SLNG.AI API

Documentation

Endpoint:https://api.slng.ai

Text to Speech [TTS]

POST

https://api.slng.ai

/v1/tts

Generate audio from text using selected voice model.

Text to Speech [TTS] › Headers

Authorizationstring · required
The Authorization header is used to authenticate with the API using your API key. Value is of the format Bearer YOUR_KEY_HERE.

Text to Speech [TTS] › Request Body

textstring · required

modelstring
voicestring

Text to Speech [TTS] › Responses

string · binary

VUI [TTS] (Default/USA)

POST

https://api.slng.ai

/v1/tts/vui

Generate audio from text using VUI voice model (default region: USA).

VUI [TTS] (Default/USA) › Headers

Authorizationstring · required
The Authorization header is used to authenticate with the API using your API key. Value is of the format Bearer YOUR_KEY_HERE.

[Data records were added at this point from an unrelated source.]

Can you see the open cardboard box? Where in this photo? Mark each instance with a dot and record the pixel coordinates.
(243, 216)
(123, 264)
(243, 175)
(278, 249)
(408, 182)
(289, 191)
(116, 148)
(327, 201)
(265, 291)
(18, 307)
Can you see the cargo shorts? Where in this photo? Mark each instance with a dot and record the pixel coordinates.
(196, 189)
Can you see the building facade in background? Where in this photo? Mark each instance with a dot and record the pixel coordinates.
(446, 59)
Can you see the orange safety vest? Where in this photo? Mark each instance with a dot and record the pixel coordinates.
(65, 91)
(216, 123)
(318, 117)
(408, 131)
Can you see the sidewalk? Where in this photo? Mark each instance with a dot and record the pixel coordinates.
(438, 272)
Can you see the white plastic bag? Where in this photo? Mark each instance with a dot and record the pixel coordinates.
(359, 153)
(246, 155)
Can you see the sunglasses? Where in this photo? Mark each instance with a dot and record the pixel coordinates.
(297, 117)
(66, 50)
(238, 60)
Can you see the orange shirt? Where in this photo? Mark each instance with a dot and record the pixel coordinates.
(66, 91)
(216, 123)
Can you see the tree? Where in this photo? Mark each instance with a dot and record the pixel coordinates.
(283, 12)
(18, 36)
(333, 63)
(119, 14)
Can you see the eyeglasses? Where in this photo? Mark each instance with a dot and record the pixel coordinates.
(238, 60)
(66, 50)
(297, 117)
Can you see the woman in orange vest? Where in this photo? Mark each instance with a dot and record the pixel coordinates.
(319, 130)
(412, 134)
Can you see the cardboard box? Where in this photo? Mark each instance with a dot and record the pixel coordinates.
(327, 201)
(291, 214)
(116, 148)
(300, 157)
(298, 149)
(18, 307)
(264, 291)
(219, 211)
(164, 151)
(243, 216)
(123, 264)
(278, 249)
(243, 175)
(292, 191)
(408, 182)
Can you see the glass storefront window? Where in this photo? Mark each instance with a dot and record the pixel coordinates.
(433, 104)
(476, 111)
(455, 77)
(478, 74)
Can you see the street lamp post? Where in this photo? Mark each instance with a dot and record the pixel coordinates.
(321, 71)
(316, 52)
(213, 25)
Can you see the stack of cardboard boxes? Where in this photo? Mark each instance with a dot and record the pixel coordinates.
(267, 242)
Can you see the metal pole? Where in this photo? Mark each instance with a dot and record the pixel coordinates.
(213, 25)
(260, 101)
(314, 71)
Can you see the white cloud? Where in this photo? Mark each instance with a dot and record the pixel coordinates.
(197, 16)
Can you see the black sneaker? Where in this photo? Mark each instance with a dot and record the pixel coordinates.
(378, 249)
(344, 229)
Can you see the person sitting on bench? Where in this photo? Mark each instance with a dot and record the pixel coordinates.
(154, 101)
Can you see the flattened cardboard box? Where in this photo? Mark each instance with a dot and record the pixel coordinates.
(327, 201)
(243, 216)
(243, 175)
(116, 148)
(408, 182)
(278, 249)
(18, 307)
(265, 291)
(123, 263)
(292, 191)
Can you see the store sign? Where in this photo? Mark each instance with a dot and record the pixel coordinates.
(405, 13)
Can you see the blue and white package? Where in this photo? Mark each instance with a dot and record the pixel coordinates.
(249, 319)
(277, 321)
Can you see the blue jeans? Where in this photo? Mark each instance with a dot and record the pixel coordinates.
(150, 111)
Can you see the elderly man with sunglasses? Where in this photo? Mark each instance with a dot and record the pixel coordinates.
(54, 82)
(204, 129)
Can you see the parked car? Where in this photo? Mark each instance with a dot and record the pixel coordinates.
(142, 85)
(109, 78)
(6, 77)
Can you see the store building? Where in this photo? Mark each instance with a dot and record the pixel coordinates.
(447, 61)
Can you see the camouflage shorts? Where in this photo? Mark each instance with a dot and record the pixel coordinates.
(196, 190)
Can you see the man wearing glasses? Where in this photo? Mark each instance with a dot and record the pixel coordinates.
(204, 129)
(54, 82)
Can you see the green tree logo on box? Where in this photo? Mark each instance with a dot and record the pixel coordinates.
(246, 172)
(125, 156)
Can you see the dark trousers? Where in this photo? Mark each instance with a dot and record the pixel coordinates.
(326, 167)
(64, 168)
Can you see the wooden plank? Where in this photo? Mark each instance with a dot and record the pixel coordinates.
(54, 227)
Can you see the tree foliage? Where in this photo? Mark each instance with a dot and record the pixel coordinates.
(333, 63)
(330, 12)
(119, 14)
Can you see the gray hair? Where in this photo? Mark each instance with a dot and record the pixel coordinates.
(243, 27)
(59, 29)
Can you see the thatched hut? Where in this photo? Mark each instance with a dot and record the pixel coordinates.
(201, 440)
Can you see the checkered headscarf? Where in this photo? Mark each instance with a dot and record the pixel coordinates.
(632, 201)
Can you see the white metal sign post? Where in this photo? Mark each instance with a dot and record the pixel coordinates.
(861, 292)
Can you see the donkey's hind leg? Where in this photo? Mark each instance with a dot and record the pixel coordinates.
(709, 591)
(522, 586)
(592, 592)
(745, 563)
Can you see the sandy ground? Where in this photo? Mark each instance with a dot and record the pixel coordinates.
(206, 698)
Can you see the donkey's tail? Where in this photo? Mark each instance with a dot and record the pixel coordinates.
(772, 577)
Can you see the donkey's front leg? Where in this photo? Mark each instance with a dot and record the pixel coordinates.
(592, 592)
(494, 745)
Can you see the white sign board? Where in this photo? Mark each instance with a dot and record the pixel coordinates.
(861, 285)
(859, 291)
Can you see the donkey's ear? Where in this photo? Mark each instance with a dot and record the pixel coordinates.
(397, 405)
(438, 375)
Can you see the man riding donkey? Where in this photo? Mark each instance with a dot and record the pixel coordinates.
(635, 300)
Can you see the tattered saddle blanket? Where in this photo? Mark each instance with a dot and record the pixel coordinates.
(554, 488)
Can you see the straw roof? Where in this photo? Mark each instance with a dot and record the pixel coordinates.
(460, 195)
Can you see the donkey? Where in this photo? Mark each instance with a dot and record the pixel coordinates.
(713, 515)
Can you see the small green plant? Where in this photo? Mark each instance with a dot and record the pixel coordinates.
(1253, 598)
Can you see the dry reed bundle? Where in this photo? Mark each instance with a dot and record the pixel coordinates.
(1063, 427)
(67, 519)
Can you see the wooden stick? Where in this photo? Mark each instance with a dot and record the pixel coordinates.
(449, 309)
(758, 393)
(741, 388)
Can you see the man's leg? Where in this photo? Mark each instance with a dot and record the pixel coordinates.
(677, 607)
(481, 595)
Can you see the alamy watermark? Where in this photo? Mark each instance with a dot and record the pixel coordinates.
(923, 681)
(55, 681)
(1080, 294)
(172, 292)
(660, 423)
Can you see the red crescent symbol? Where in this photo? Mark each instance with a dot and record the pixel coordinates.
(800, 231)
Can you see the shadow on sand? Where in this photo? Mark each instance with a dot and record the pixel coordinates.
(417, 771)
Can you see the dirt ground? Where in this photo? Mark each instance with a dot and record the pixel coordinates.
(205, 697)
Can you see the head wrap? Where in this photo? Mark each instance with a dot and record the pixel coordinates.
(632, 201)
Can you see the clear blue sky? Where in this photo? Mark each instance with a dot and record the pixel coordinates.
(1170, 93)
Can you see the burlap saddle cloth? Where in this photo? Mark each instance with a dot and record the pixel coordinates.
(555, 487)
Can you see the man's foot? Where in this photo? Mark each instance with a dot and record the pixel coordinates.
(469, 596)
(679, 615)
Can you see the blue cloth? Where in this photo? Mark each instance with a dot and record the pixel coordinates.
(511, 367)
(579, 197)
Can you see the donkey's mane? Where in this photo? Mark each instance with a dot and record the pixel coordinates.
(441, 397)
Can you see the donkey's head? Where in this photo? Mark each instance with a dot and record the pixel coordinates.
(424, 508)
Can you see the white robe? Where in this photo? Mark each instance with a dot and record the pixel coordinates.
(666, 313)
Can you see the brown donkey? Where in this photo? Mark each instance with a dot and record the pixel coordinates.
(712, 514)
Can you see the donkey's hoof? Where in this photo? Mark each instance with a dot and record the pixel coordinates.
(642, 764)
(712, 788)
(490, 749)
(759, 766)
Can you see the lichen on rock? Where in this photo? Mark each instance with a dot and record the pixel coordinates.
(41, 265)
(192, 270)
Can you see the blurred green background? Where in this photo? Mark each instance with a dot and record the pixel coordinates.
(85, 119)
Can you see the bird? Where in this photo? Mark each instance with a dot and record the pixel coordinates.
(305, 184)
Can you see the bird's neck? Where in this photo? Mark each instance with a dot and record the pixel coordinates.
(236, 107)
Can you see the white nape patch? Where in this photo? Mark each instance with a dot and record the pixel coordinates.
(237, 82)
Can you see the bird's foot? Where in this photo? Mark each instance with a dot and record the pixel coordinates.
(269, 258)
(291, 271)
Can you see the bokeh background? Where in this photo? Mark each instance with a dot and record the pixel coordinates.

VUI [TTS] (Default/USA) › Request Body

textstring · required
The text to convert to speech

voicestring
Voice to use for synthesis (optional)
Default: default
streamboolean
Whether to stream the audio response
Default: false
asyncboolean
Whether to use async prediction (returns prediction_id)
Default: false

VUI [TTS] (Default/USA) › Responses

string · binary

Orpheus [TTS]

POST

https://api.slng.ai

/v1/tts/orpheus

Generate audio from text using Orpheus voice model via Baseten API. Optimized with TRT-LLM on H100 MIG 40GB hardware. Generates ~83 tokens/second for real-time streaming. Audio format: 24kHz, 16-bit, mono WAV.

Orpheus [TTS] › Headers

Authorizationstring · required
The Authorization header is used to authenticate with the API using your API key. Value is of the format Bearer YOUR_KEY_HERE.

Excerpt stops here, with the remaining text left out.